Original Study: A Review of the Benefits of Nature Experiences: More Than Meets the Eye. Conducted by the International Journal of Environmental Research and Public Health)
This research article provides a comprehensive review of the multi-sensory pathways through which nature benefits are delivered to humans. It explores the evidence surrounding the effects of nature on human health and well-being, considering the sensory and non-sensory avenues involved. The review encompasses five sections, covering visual experiences, auditory stimuli, olfactory sensations, taste perceptions, tactile interactions, as well as non-sensory pathways such as phytoncides, negative air ions, and the influence of microorganisms. The article highlights the need to expand research beyond the visual sense and emphasizes the potential synergistic interactions among the various sensory modalities. The findings underscore the importance of understanding the interdependence of our senses in experiencing the full range of nature benefits.

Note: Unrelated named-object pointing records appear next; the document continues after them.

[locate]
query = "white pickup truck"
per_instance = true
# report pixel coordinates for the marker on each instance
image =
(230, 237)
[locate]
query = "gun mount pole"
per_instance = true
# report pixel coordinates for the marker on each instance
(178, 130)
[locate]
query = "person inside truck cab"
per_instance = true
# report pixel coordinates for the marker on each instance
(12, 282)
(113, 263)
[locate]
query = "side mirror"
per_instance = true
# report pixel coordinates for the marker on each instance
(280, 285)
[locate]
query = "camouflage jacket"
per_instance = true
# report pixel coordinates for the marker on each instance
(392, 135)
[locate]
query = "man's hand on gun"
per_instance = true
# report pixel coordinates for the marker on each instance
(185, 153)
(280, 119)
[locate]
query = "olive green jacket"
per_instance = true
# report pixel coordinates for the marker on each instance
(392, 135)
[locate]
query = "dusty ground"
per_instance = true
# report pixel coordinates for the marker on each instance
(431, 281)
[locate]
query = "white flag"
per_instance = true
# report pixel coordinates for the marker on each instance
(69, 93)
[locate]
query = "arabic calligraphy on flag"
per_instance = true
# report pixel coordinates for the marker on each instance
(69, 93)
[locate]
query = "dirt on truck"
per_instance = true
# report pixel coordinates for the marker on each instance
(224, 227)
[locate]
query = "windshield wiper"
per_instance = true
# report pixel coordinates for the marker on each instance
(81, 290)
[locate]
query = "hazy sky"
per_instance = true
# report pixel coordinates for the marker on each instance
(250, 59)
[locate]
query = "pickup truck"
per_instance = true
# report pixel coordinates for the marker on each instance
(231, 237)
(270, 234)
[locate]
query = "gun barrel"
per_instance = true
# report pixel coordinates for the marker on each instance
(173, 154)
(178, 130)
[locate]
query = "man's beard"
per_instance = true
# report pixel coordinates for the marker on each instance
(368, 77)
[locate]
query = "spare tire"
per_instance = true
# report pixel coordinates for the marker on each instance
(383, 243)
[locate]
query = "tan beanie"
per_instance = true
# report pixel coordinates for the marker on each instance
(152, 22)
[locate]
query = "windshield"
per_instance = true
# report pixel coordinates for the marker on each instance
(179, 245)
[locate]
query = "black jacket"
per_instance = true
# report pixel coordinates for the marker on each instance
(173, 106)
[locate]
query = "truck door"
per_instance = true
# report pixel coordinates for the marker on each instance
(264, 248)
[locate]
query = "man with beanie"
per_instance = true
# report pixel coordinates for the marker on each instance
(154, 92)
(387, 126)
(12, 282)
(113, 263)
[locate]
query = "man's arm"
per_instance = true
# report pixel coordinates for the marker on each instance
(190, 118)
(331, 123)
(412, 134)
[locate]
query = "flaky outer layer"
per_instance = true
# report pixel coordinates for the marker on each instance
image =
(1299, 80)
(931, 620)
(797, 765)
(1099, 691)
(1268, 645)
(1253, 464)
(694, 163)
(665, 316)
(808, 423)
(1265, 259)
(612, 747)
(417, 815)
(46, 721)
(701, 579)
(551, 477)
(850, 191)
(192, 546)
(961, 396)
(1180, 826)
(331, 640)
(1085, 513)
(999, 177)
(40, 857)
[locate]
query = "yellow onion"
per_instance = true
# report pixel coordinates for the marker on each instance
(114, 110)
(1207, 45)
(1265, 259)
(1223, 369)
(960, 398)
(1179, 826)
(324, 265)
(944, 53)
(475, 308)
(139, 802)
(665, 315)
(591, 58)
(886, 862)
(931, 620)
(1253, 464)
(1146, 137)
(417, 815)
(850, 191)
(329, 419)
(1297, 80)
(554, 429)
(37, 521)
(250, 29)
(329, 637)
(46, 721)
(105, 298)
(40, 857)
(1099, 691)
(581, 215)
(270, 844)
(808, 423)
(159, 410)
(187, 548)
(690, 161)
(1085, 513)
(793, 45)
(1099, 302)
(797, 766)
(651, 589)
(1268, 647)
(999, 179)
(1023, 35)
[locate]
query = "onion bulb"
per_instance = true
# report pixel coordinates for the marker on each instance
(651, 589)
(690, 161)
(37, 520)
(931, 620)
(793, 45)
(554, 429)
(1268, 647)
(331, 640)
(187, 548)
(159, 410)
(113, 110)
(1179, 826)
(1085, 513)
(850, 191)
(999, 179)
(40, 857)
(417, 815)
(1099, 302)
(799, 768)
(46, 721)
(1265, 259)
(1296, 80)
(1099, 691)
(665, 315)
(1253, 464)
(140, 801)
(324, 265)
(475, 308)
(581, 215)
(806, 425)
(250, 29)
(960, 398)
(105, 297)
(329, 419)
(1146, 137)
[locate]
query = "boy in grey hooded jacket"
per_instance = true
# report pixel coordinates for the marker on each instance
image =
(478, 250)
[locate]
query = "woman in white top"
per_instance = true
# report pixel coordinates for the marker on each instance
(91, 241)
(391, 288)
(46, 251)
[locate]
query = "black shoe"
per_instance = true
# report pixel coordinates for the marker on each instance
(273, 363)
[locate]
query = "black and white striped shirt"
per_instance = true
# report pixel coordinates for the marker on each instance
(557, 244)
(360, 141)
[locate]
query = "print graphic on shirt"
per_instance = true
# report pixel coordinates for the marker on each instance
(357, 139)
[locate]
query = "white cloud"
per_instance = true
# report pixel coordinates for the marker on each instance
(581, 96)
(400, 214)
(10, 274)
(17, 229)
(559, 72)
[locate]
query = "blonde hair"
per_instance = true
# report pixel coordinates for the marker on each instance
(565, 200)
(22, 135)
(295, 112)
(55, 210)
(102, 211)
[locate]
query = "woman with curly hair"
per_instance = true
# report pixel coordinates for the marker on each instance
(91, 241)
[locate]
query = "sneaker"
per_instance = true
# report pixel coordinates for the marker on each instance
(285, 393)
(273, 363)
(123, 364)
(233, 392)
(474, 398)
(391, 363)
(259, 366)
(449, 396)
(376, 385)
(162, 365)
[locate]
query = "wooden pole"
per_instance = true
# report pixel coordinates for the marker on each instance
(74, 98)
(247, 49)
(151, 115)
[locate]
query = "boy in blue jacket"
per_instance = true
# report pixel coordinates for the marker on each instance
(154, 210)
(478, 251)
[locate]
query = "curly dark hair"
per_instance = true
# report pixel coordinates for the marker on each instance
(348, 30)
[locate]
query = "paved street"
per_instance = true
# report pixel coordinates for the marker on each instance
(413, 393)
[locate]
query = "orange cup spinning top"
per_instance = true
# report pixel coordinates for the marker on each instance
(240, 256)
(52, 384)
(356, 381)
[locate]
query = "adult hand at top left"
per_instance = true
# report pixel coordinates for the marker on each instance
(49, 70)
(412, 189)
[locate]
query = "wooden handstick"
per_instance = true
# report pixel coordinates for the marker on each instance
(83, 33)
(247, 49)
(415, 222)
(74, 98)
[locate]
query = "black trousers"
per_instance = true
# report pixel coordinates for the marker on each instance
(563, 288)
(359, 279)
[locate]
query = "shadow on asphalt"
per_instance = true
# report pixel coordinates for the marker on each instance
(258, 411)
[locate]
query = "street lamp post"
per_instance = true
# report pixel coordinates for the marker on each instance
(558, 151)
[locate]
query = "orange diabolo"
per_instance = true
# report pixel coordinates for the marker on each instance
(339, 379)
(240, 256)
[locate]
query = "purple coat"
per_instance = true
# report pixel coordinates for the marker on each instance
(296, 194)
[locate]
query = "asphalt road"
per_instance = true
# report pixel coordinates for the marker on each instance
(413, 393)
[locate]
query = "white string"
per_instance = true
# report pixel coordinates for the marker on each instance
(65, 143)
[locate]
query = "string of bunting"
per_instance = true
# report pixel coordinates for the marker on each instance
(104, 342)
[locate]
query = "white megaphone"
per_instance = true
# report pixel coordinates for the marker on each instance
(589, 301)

This paper is a narrative review that aims to provide a reference for further reading rather than a systematic review of the evidence. The authors did not attempt a systematic search or synthesis but instead used various search terms related to senses and nature benefits to include relevant literature. The review includes different study designs and research on both humans and animals. The definition of nature used in the paper is broad and includes landscapes, microorganisms, pets, and nature simulations. Health is defined as freedom from illness or injury, and wellbeing is described as a state of comfort, health, and happiness, encompassing various domains such as mental, social, physical, and spiritual wellbeing. The paper does not differentiate between passive reception and active searching of senses but focuses more on passive sensing due to the larger body of literature in that area. The distinction between sensing and perception is not consistently made in the literature but could be an area for future research.
The Visual Elements of Nature
This section highlights the repeated demonstrations of the range of benefits that viewing nature provides for human health and well-being. These benefits include reduced anxiety, stress, shorter hospital stays, lower heart rate, and increased directed attention. However, the specific elements of a nature view that contribute to these benefits remain unclear, hindering the design of natural therapy interventions and urban green spaces.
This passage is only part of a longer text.